Elsewhere in the comments other professionals describe how canditates who appear to be the 'right fit' and easy to work with often win over their potential employers better than those who have good work but doesn't connect well. One commenter says: "Being a nice person, having talent and also possessing a healthy amount of persistence seem to be key. These were all factors that helped me get into Aardman and beat the other hoards of other applicants."  
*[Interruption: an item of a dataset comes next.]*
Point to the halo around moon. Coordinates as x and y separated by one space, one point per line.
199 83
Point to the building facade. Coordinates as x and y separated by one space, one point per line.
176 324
However it goes beyond just being friendly. Chris says: "Just don’t think that “being great to work with” is ONLY about attitude. It’s about making regular, generous, contributions in the small things that are so small nobody else wants to do them and in the huge things that are so huge that nobody else wants to do them. It’s about anticipating the needs and problems of your colleagues and supervisors and doing everything in your power to provide for those needs and solve their problems. It’s about going the extra mile and then the extra ten miles and then the extra hundred. It’s about becoming completely indispensable to the studio.
Having a good attitude is step one." 

It is here that my personal obstacles become apparent, I will often not do 'extra' due to my lack of confidence, though in my mind I feel myself to be the sort of person who would be happy to go the extra mile without being asked. 

He has a page named 'The Concept Artist's Career Guide'  which holds a range of very valuable advice with links to other pages giving more detailed insights into the industry. I will look at these pages in more detail and write about them in another post, relating them to my personal situation.